Mary O’Toole SC said her side is very anxious the appeal is heard and decided as soon as possible.
The Chief Justice, Mr Justice Frank Clarke, said the appeal raised issues concerning the 8th amendment and related matters, and the courts, as was the case with the State, would not be anxious to have the appeal heard in the middle of a referendum campaign.
In the circumstances, the court would facilitate the State’s request for the earliest possible hearing and would hear the appeal in February, probably around February 22nd or 23rd. The court would set the exact date once the necessary legal documents had been provided.
Michael Conlon SC, for the respondents to the appeal, agreed with Ms O’Toole the appeal would probably run for two or three days.
The case was before the Chief Justice today for urgent case management after the Supreme Court last month agreed to hear the appeal, which concerns the extent of the rights of the unborn and of non-marital parents, because of the “systemic” importance of the issues raised.
While the High Court decision concerned an immigration case, the findings had wider significance, the Supreme Court noted.
The appeal is against a July 2016 judgment in which Mr Justice Richard Humphreys held the “unborn” is an “unborn child” with effective rights, including as a result of the Children’s referendum, extending beyond the protection provided in the 8th amendment — Article 40.3.3 — which obliges the State to defend and vindicate the right to life of the unborn “with due regard” to the equal right to life of the mother.
The State has expressed concern, if the High Court findings are upheld, they will have “serious repercussions” for the duties of the State, particularly entities such as the Child and Family Agency.
The High Court judgment was delivered in proceedings aimed at preventing the deportation of a Nigerian man. The case was brought by the man, his Irish female partner and their now two-year-old child, who was not born when the case was initiated.
The High Court said the unborn child, including of a parent facing deportation, enjoys “significant” rights under the Constitution “going well beyond the right to life alone”, many of which are “actually effective” and must be considered.
The Minister must consider the constitutional and EU rights of the man, his partner and the child, including their family rights and rights as non-marital parents, he ruled. He stressed his findings did not mean a person such as the man, unlawfully in the State since 2007, was automatically entitled to remain here.
The grounds of appeal include the Minister’s insistence the High Court was wrong to find the unborn is a “child” for the purposes of Article 42A, inserted as a result of the 2012 Children’s Referendum, and that Article 42A affords protection for the rights of “all” children “both before and after birth”.

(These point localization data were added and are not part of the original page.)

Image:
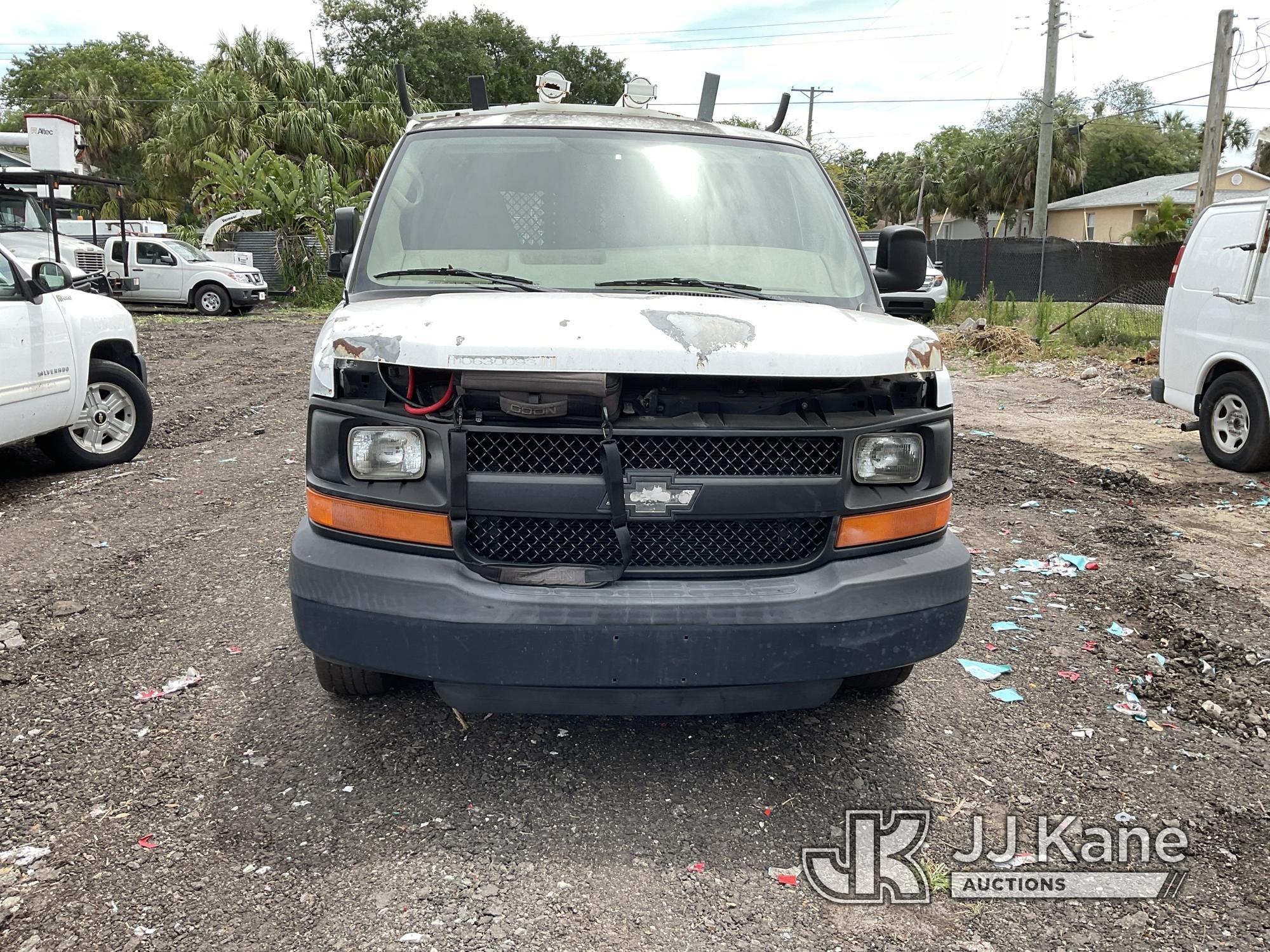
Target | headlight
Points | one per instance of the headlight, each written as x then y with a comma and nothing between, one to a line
887,458
385,453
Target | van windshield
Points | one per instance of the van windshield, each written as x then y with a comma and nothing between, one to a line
20,213
570,209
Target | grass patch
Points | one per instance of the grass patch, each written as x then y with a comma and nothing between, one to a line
938,875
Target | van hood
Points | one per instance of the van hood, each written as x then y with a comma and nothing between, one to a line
608,333
40,244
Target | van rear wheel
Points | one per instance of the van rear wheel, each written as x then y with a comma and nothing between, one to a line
347,680
1235,426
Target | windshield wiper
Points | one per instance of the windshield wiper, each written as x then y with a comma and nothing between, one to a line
744,290
505,280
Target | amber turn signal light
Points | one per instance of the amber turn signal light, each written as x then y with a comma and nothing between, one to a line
379,521
893,525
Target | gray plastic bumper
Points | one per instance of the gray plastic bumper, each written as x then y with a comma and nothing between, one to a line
431,619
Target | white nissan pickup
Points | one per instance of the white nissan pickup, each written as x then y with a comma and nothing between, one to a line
70,373
612,421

It is also argued the High Court erred in finding the 8th amendment does not state the legal position of the unborn on an “exclusive” basis.
Other grounds include arguments the High Court erred in finding the combined effect of Article 42A, constitutional recognition for same sex marriage, European law and “societal changes” is that unmarried parents now have wider inherent constitutional rights in relation to their children and each other.
Today, Mr Conlon, instructed by solicitor Brian Burns, agreed with the Chief Justice his side had no legal interest in the case because matters had moved on for his clients. However, having agreed costs issues with the State, they were prepared to act as respondents in this important appeal and had no difficulty with an expedited hearing.